7. The voltage control method according to claim 6, further comprising:

changing the second voltage to a plurality of different voltages in a plurality of periods.

8. The voltage control method according to claim 6, further comprising:

repeating a transition to return to the first voltage after the transitioning from the first voltage to the second voltage.

9. The voltage control method according to claim 6, further comprising:

repeating a transition to return to the first voltage after transitioning from the first voltage to a plurality of voltages different from the first voltage sequentially.

10. The voltage control method according to claim 6, wherein the first device is a bus converter and the second device is a load drive converter coupled by a bus to the first device to drive a load.
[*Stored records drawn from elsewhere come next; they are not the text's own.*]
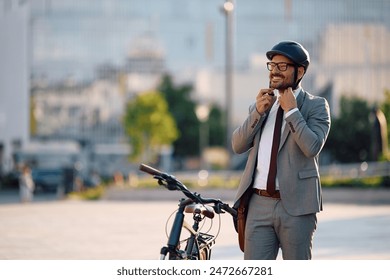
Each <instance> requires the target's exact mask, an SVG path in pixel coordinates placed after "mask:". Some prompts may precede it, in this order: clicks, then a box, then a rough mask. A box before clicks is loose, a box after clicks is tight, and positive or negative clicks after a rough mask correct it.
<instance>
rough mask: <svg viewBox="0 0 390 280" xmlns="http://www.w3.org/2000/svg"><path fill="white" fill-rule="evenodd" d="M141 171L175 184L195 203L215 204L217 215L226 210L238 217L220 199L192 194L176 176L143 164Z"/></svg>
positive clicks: (140, 168) (235, 209) (147, 165)
mask: <svg viewBox="0 0 390 280" xmlns="http://www.w3.org/2000/svg"><path fill="white" fill-rule="evenodd" d="M139 169H140V170H141V171H143V172H146V173H148V174H150V175H153V176H154V177H155V178H156V179H159V180H164V181H166V182H167V183H168V184H174V185H175V186H176V187H177V188H176V189H177V190H180V191H181V192H182V193H184V194H185V195H186V196H187V197H188V198H190V199H192V200H193V201H195V202H198V203H201V204H214V205H215V206H216V207H217V209H215V210H217V211H216V212H217V213H221V211H220V210H221V209H222V210H225V211H226V212H228V213H229V214H231V215H232V216H237V211H236V209H234V208H231V207H230V206H229V205H228V204H226V203H224V202H222V201H221V200H219V199H215V198H203V197H202V196H201V195H200V194H197V193H193V192H191V191H190V190H189V189H187V187H186V186H185V185H184V184H183V183H181V182H180V181H179V180H177V179H176V178H175V177H174V176H171V175H169V174H167V173H164V172H161V171H160V170H158V169H155V168H153V167H151V166H149V165H146V164H143V163H142V164H141V165H140V166H139ZM168 189H170V190H171V188H169V186H168Z"/></svg>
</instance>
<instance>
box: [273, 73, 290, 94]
mask: <svg viewBox="0 0 390 280" xmlns="http://www.w3.org/2000/svg"><path fill="white" fill-rule="evenodd" d="M274 78H275V79H274ZM269 87H270V88H273V89H277V90H279V91H284V90H286V89H288V88H289V87H292V88H293V89H295V83H294V82H293V81H286V77H285V76H283V75H271V76H270V80H269Z"/></svg>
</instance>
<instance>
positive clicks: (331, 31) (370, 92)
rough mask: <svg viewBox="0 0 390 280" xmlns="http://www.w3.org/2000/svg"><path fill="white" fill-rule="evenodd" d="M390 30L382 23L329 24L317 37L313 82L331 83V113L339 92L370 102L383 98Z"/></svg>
mask: <svg viewBox="0 0 390 280" xmlns="http://www.w3.org/2000/svg"><path fill="white" fill-rule="evenodd" d="M389 44H390V30H389V28H388V27H386V26H385V25H383V24H375V23H340V24H330V25H329V26H328V27H327V28H326V29H325V30H324V33H323V35H322V36H321V37H320V44H319V48H318V50H319V57H318V61H316V64H315V66H314V69H315V70H314V71H315V74H316V75H315V80H316V81H315V82H316V84H315V86H316V88H321V87H324V86H326V85H327V84H331V85H332V87H333V89H332V92H333V95H334V99H333V100H334V102H332V104H331V107H332V111H333V113H335V114H337V113H338V111H339V108H338V105H339V104H338V100H339V99H340V97H341V96H348V97H351V96H355V97H359V98H362V99H364V100H367V101H368V102H369V103H371V104H379V103H380V102H381V101H383V98H384V91H385V90H386V89H390V56H389V55H388V48H389Z"/></svg>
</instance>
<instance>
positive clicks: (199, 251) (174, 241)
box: [139, 164, 237, 260]
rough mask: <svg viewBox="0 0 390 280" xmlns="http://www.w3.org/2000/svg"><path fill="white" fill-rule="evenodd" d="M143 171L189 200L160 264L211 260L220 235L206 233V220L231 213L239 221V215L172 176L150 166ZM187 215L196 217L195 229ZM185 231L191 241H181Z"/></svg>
mask: <svg viewBox="0 0 390 280" xmlns="http://www.w3.org/2000/svg"><path fill="white" fill-rule="evenodd" d="M139 169H140V170H141V171H143V172H146V173H148V174H150V175H153V177H154V178H155V179H157V181H158V184H159V185H162V186H164V187H165V188H167V189H168V190H170V191H181V192H182V193H183V194H184V195H185V196H186V198H181V199H180V200H179V204H178V206H179V207H178V210H177V212H176V215H175V218H174V221H173V224H172V227H171V231H170V234H169V235H168V242H167V245H166V246H163V247H162V248H161V250H160V260H165V259H167V258H168V259H169V260H210V259H211V251H212V248H213V246H214V244H215V240H216V238H217V236H218V234H217V235H212V234H210V233H205V232H202V231H201V230H202V229H201V227H200V223H201V222H202V221H203V220H204V219H210V220H212V219H213V218H214V216H215V213H217V214H218V215H219V214H222V213H225V212H227V213H229V214H231V215H232V217H233V218H235V217H236V216H237V211H236V210H235V209H234V208H231V207H230V206H229V205H228V204H227V203H224V202H222V201H221V200H220V199H215V198H204V197H202V196H201V195H200V194H198V193H196V192H195V193H194V192H191V191H190V190H189V189H188V188H187V187H186V186H185V185H184V184H183V183H181V182H180V181H179V180H177V179H176V178H175V177H174V176H172V175H170V174H167V173H164V172H161V171H159V170H157V169H155V168H153V167H151V166H148V165H146V164H141V165H140V167H139ZM185 213H188V214H192V219H193V224H192V226H191V225H190V224H189V223H187V222H186V221H185V220H184V218H185ZM183 228H184V229H186V230H187V231H188V232H189V237H188V238H185V239H182V240H180V239H181V236H182V229H183ZM219 229H220V225H219ZM219 229H218V233H219ZM183 243H184V244H185V246H184V250H182V249H181V244H183Z"/></svg>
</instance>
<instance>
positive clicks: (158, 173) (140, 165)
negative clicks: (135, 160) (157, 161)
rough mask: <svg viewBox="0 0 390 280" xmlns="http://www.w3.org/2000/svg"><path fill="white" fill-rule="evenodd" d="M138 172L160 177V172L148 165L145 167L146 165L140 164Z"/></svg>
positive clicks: (161, 173) (145, 164)
mask: <svg viewBox="0 0 390 280" xmlns="http://www.w3.org/2000/svg"><path fill="white" fill-rule="evenodd" d="M139 170H141V171H143V172H146V173H149V174H150V175H153V176H161V174H162V172H161V171H160V170H157V169H155V168H153V167H151V166H149V165H146V164H143V163H142V164H141V165H140V166H139Z"/></svg>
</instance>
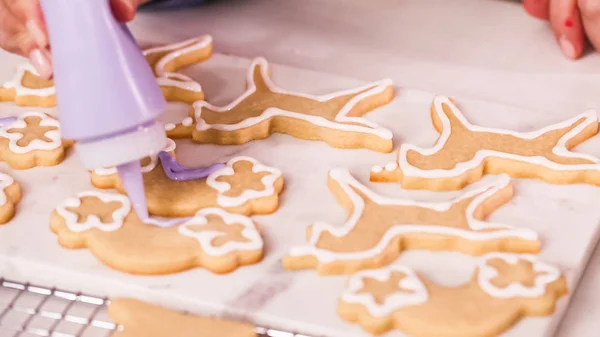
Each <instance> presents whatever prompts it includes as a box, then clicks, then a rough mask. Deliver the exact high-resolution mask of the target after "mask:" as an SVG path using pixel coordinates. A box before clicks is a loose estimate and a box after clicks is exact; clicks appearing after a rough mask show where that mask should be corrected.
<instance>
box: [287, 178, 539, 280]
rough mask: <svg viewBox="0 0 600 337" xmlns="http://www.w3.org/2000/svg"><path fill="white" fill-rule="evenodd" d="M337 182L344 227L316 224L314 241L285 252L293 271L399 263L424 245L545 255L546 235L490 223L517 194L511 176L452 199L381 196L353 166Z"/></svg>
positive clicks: (309, 231) (374, 265)
mask: <svg viewBox="0 0 600 337" xmlns="http://www.w3.org/2000/svg"><path fill="white" fill-rule="evenodd" d="M329 187H330V189H331V190H332V192H333V194H334V195H335V196H336V198H337V200H338V202H339V203H340V204H341V205H342V206H343V207H344V208H345V209H347V210H348V211H349V212H350V215H349V216H348V220H347V221H346V223H345V224H344V225H343V226H332V225H330V224H327V223H320V222H319V223H315V224H313V225H312V226H310V227H309V228H308V230H307V237H308V243H307V244H306V245H305V246H300V247H295V248H293V249H292V250H291V251H290V253H289V255H288V256H286V257H284V259H283V265H284V267H285V268H286V269H291V270H294V269H306V268H316V269H317V271H318V272H319V273H320V274H349V273H353V272H356V271H358V270H361V269H367V268H377V267H380V266H382V265H386V264H388V263H391V262H392V261H394V260H395V259H396V258H397V257H398V256H399V255H400V254H401V252H402V251H404V250H408V249H424V250H433V251H439V250H442V251H456V252H461V253H465V254H470V255H481V254H485V253H488V252H495V251H502V252H514V253H538V252H539V250H540V246H541V244H540V241H539V238H538V234H537V233H536V232H534V231H532V230H529V229H526V228H516V227H513V226H509V225H505V224H499V223H491V222H487V221H485V218H486V217H487V215H488V214H490V213H491V212H493V211H494V210H496V209H497V208H498V207H500V206H501V205H503V204H504V203H506V202H508V201H510V200H511V199H512V196H513V188H512V184H511V182H510V178H509V177H508V176H507V175H504V176H500V177H498V178H497V179H496V180H495V181H494V182H493V183H491V184H489V185H487V186H483V187H481V188H477V189H471V190H468V191H465V192H463V193H462V195H460V196H458V197H456V198H455V199H453V200H451V201H447V202H418V201H415V200H410V199H403V198H390V197H385V196H382V195H380V194H377V193H375V192H373V191H372V190H370V189H369V188H367V187H366V186H364V185H362V184H361V183H359V182H358V181H357V180H356V179H354V178H353V177H352V176H351V175H350V173H349V172H348V171H347V170H343V169H335V170H332V171H331V172H330V173H329Z"/></svg>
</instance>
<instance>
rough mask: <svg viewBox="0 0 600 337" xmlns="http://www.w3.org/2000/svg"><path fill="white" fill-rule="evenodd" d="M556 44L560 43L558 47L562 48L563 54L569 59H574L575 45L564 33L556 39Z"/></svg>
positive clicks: (574, 57)
mask: <svg viewBox="0 0 600 337" xmlns="http://www.w3.org/2000/svg"><path fill="white" fill-rule="evenodd" d="M558 44H559V45H560V49H562V51H563V54H565V56H566V57H568V58H570V59H575V58H576V57H577V55H575V47H573V44H572V43H571V41H569V39H567V37H566V36H565V35H563V36H561V37H560V38H559V39H558Z"/></svg>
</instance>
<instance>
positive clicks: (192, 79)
mask: <svg viewBox="0 0 600 337" xmlns="http://www.w3.org/2000/svg"><path fill="white" fill-rule="evenodd" d="M212 42H213V39H212V36H210V35H203V36H200V37H197V38H193V39H189V40H185V41H182V42H178V43H174V44H169V45H166V46H160V47H156V48H150V49H147V50H145V51H144V56H147V55H148V54H153V53H160V52H165V51H168V52H169V53H168V54H166V55H165V56H163V57H162V58H161V59H160V60H159V61H158V62H157V63H156V65H155V66H154V72H155V73H156V76H157V77H156V80H157V81H158V85H159V86H165V87H175V88H179V89H183V90H186V91H191V92H202V86H201V85H200V83H198V82H196V81H194V80H193V79H192V78H190V77H188V76H186V75H183V74H180V73H172V72H167V71H165V66H166V65H167V64H169V62H171V61H174V60H175V59H177V58H179V57H181V56H183V55H186V54H189V53H193V52H195V51H197V50H200V49H203V48H206V47H208V46H209V45H211V44H212Z"/></svg>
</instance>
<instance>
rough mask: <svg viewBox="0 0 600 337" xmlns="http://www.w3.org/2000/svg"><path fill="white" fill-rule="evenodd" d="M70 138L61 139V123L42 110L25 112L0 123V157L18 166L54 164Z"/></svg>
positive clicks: (58, 162) (45, 165)
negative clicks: (3, 121)
mask: <svg viewBox="0 0 600 337" xmlns="http://www.w3.org/2000/svg"><path fill="white" fill-rule="evenodd" d="M72 144H73V142H72V141H69V140H63V139H62V138H61V134H60V123H59V122H58V120H56V119H55V118H54V117H51V116H50V115H47V114H45V113H43V112H26V113H23V114H21V115H20V116H19V117H18V118H17V119H16V120H15V121H14V122H12V123H8V124H6V125H2V126H1V127H0V159H1V160H2V161H4V162H6V163H7V164H8V165H10V167H12V168H14V169H17V170H24V169H29V168H32V167H36V166H56V165H58V164H60V163H61V162H62V161H63V160H64V159H65V155H66V152H67V149H68V148H69V147H70V146H71V145H72Z"/></svg>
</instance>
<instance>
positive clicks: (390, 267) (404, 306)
mask: <svg viewBox="0 0 600 337" xmlns="http://www.w3.org/2000/svg"><path fill="white" fill-rule="evenodd" d="M393 272H400V273H402V274H404V275H405V277H404V278H403V279H402V280H400V283H398V287H399V288H401V289H406V290H412V291H413V293H405V292H400V291H399V292H397V293H394V294H391V295H389V296H387V297H386V298H385V301H384V303H383V304H382V305H380V304H377V302H376V301H375V299H374V298H373V295H372V294H368V293H361V294H357V292H358V291H359V290H361V289H362V288H363V287H364V283H363V279H365V278H373V279H376V280H378V281H386V280H389V279H390V277H391V275H392V273H393ZM341 298H342V301H344V302H346V303H355V304H362V305H363V306H364V307H365V308H366V309H367V311H368V312H369V313H370V314H371V315H372V316H375V317H383V316H388V315H391V314H393V313H394V311H396V310H398V309H400V308H403V307H407V306H413V305H419V304H422V303H425V302H427V300H429V292H428V291H427V288H426V287H425V284H424V283H423V281H422V280H421V278H419V276H418V275H417V274H416V273H415V272H414V271H413V270H412V269H410V268H408V267H405V266H402V265H391V266H388V267H384V268H379V269H373V270H365V271H360V272H358V273H356V274H354V275H352V276H350V278H349V279H348V282H347V284H346V288H345V289H344V292H343V293H342V297H341Z"/></svg>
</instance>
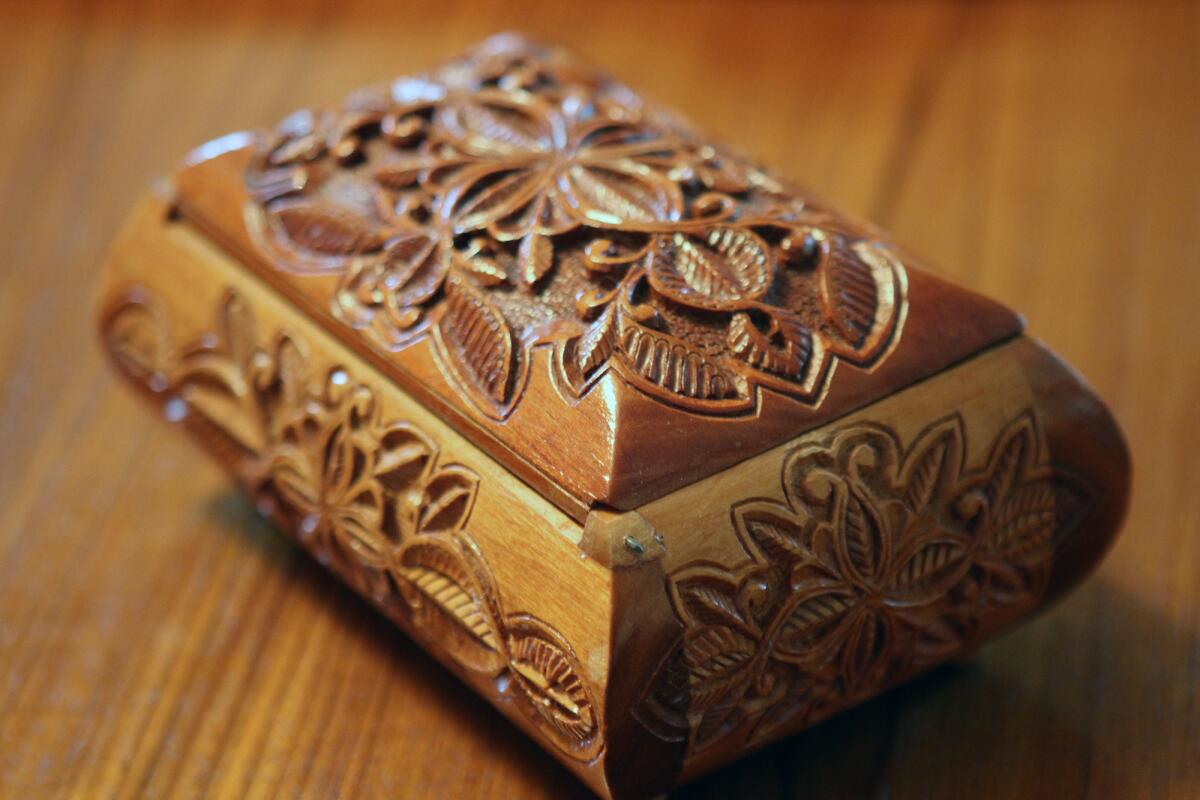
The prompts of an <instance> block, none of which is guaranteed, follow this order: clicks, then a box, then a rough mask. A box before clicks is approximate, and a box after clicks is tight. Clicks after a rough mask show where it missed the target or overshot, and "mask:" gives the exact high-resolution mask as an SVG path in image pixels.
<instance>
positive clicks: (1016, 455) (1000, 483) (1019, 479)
mask: <svg viewBox="0 0 1200 800" xmlns="http://www.w3.org/2000/svg"><path fill="white" fill-rule="evenodd" d="M1034 446H1036V445H1034V440H1033V431H1032V429H1031V428H1030V427H1028V426H1027V425H1026V423H1025V421H1024V420H1022V421H1021V422H1020V423H1018V425H1016V426H1015V427H1012V428H1010V429H1009V431H1008V432H1007V433H1006V435H1004V439H1003V441H1002V444H1001V445H1000V446H998V456H997V457H996V458H995V461H994V467H992V470H991V480H990V481H989V482H988V499H989V500H990V503H991V504H992V507H995V506H997V505H1000V504H1001V503H1003V500H1004V498H1007V497H1008V493H1009V492H1010V491H1012V489H1013V487H1014V486H1015V485H1016V482H1018V481H1019V480H1020V476H1021V473H1022V470H1024V467H1025V463H1026V462H1027V461H1028V459H1030V458H1032V456H1033V451H1034Z"/></svg>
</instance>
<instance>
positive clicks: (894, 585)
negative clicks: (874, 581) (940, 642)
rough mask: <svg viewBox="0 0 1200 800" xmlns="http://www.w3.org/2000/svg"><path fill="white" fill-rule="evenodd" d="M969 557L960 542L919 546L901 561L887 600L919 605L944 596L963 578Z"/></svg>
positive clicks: (948, 541)
mask: <svg viewBox="0 0 1200 800" xmlns="http://www.w3.org/2000/svg"><path fill="white" fill-rule="evenodd" d="M966 555H967V552H966V548H965V547H964V545H962V542H960V541H958V540H953V539H932V540H925V541H922V542H918V543H917V545H916V546H914V547H913V548H912V549H911V552H910V553H908V554H906V555H901V557H900V559H899V561H900V566H899V569H896V571H895V575H894V576H893V578H892V581H890V585H889V587H888V596H889V597H890V599H892V600H899V601H904V602H914V603H916V602H924V601H931V600H935V599H936V597H938V596H941V595H944V594H946V593H947V591H948V590H949V589H950V587H953V585H954V583H955V582H958V581H959V578H961V577H962V573H964V571H965V570H966V566H967V560H966Z"/></svg>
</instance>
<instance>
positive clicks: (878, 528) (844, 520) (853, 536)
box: [839, 486, 888, 584]
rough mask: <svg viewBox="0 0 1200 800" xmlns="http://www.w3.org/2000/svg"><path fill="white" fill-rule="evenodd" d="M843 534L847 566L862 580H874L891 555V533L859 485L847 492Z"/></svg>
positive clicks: (843, 546)
mask: <svg viewBox="0 0 1200 800" xmlns="http://www.w3.org/2000/svg"><path fill="white" fill-rule="evenodd" d="M840 534H841V536H840V539H839V546H840V548H841V551H842V554H844V558H845V561H846V564H847V565H848V567H850V569H851V570H852V571H853V572H854V575H856V576H857V577H858V579H859V581H862V582H864V583H868V584H870V583H874V582H875V579H876V578H877V577H878V575H880V571H881V569H882V566H883V564H884V560H886V559H887V557H888V534H887V529H886V528H884V522H883V519H882V517H881V516H880V512H878V510H877V509H876V507H875V504H874V503H872V501H871V499H870V498H869V497H868V495H866V493H865V492H863V489H860V488H858V487H857V486H851V487H850V489H848V492H847V493H846V507H845V510H844V512H842V519H841V530H840Z"/></svg>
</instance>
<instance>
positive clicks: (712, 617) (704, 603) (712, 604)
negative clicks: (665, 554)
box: [676, 575, 752, 632]
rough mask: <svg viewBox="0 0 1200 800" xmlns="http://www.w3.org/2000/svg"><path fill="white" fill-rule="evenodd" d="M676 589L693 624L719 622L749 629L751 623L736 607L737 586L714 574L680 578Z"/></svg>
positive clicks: (680, 600)
mask: <svg viewBox="0 0 1200 800" xmlns="http://www.w3.org/2000/svg"><path fill="white" fill-rule="evenodd" d="M676 591H677V593H678V595H679V601H680V604H682V606H683V609H684V610H685V612H686V613H688V616H689V618H690V619H691V621H692V622H694V624H700V625H718V626H727V627H733V628H740V630H743V631H746V630H748V628H750V631H748V632H752V622H751V621H749V620H746V619H745V618H744V616H743V614H742V610H740V609H739V608H738V601H737V587H734V585H730V583H727V582H725V581H722V579H720V578H716V577H713V576H706V575H700V576H694V577H690V578H679V579H678V581H677V582H676Z"/></svg>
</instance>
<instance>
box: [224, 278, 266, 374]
mask: <svg viewBox="0 0 1200 800" xmlns="http://www.w3.org/2000/svg"><path fill="white" fill-rule="evenodd" d="M221 335H222V343H223V345H224V349H226V353H227V354H228V356H229V359H230V360H232V361H233V362H234V363H236V365H241V366H246V365H248V363H250V360H251V357H253V355H254V353H256V351H257V350H258V341H257V337H256V335H254V315H253V313H251V309H250V306H248V305H247V303H246V301H245V300H242V299H241V295H239V294H236V293H234V291H229V293H228V294H226V297H224V301H223V302H222V303H221Z"/></svg>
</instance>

11. A non-transitory computer-readable recording medium storing a program that causes a processor included in a voltage control apparatus to execute a process, the process comprising:

setting an intermediate voltage of a first device in a first period to a first voltage which is input to a second device of the device group;

changing the intermediate voltage from the first voltage to a second voltage different from the first voltage;

returning the second voltage in a second period to the first voltage;

detecting a first input power of the first device when the first voltage is output from the first device in the first period;

detecting a second input power of the first device when the first voltage is output from the first device in the second period;

monitoring a change in an output power of the second device based on a difference between the first input power and the second input power;

detecting a third input power of the first device when the second voltage is output from the first device;

detecting a minimum input power of the first input power and the third input power, with an assumption that a change in the output power of the second device is allowable when the difference is equal to or smaller than a threshold value; and

controlling the intermediate voltage output by setting the intermediate voltage in the first device when the minimum input power is applied to the first device.